Y de un maestro que nos dejó, a otro que todavía está con nosotros y en gran forma: Kenny Barron, que cerró la noche en la Plaza de la Trinidad con el All Star Quartet, que fue realmente una estrella, creado por el vibráfono Steve. Nelson, el contrabajista Peter Washington y el baterista habitual de Barron en los últimos años, Jonathan Blake. Cuatro grandes músicos de jazz de diferentes generaciones que tocan la misma música con sorprendente elocuencia y maestría. Demasiado acostumbrados a las fórmulas, clichés y actuaciones en piloto automático que suelen caracterizar al jazz más ortodoxo, escuchar en directo a una banda así era más que un soplo de aire fresco. Baron y yo en San Sebastián volvimos a creer en el jazz puro y real, en una banda que columpio completamente “apretado” y en el que las cosas suceden en todo momento, no solo en manos del solista. La batería de Blake es icónica y creativa en todos los sentidos, el pulso de Washington mantiene todo en su lugar, los círculos solistas de Nelson están muy organizados, las ideas de Barron brotan de sus manos sin perder las suyas. columpio un segundo. Con un repertorio basado en algunos normas Qué Que tan profundo es el oceano o No explique, y en los originales de Barron como sus clásicos Y luego otra vez o el precioso Una canción sobre Abdullah, que fue interpretado por el pianista solista en San Sebastián, el concierto fue una clase magistral por tradición.
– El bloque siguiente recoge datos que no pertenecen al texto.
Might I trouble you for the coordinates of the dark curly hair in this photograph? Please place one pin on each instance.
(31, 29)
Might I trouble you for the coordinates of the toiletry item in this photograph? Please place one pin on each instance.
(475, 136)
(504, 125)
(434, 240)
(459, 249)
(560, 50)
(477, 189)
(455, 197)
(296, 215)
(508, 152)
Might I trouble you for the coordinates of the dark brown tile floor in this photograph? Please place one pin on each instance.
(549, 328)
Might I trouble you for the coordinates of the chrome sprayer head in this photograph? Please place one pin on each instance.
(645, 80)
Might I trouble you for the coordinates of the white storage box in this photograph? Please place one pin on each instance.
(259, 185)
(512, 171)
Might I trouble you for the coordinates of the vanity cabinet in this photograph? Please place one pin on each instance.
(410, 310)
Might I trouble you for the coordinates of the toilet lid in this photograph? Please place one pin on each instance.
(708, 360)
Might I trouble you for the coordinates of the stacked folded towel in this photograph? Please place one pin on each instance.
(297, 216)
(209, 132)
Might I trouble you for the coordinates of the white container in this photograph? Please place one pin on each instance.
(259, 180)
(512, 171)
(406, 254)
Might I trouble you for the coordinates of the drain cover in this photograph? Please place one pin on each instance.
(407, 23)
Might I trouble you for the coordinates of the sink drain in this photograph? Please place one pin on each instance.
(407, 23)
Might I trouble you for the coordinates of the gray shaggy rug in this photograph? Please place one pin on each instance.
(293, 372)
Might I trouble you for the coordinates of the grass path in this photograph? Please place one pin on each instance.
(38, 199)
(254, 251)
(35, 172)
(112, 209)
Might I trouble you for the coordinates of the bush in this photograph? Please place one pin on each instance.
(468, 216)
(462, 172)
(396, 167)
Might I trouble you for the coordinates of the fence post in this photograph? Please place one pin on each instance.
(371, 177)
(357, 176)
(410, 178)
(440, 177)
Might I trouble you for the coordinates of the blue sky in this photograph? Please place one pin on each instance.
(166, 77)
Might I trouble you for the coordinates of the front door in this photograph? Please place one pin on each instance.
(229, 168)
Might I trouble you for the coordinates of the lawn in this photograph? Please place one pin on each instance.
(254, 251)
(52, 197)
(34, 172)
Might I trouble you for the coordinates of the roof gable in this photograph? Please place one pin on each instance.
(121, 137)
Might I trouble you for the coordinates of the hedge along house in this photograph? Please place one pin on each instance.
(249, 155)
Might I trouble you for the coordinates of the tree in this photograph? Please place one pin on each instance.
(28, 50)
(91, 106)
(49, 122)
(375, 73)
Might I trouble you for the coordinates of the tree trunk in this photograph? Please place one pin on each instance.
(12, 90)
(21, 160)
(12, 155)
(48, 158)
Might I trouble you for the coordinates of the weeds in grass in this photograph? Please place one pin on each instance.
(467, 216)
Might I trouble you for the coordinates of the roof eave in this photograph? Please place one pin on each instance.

La velada fue inaugurada por el casi omnipresente Marco Mezkida. Cuesta entender cómo el pianista logra conciliar la ingente cantidad de proyectos que lidera o en los que participa: en un mes todos pueden escucharlo a solas, con sus proyectos reproduciendo la música de Beethoven o Ravel, con su dúo con el guitarrista flamenco Chiquello. , acompañada de Sylvia Pérez Cruz, toca con la banda de Gonzalo del Val … La lista es realmente asombrosa y más cuando compruebas que Mezquida, una pianista muy completa, siempre se destaca en cada uno de estos proyectos, ya sea en el idioma que f. Entre todos ellos, Talismán, su reciente disco, que dio a conocer el viernes en Jazzaldia, parece tener algo especial en él, quizás nacido como un conjunto de composiciones escritas específicamente para los músicos con los que creó su Los sueños de Ravel, con quien tiene especial química: el violonchelista Martín Meléndez y el percusionista Alex Tobias. La música del trío es como Mezquida, tan diversa como personal; De nada sirve buscar en él una raíz o inspiración concreta, porque todo lo que ofrece proviene de muchos tipos de música, reflejando la personalidad musical polifacética del pianista y su familia. Talismán es música deliberadamente hermosa, con toda la intención de serlo; música “para tocar”, como él mismo la presenta, que suena exactamente así: alegre, alegre y apasionada.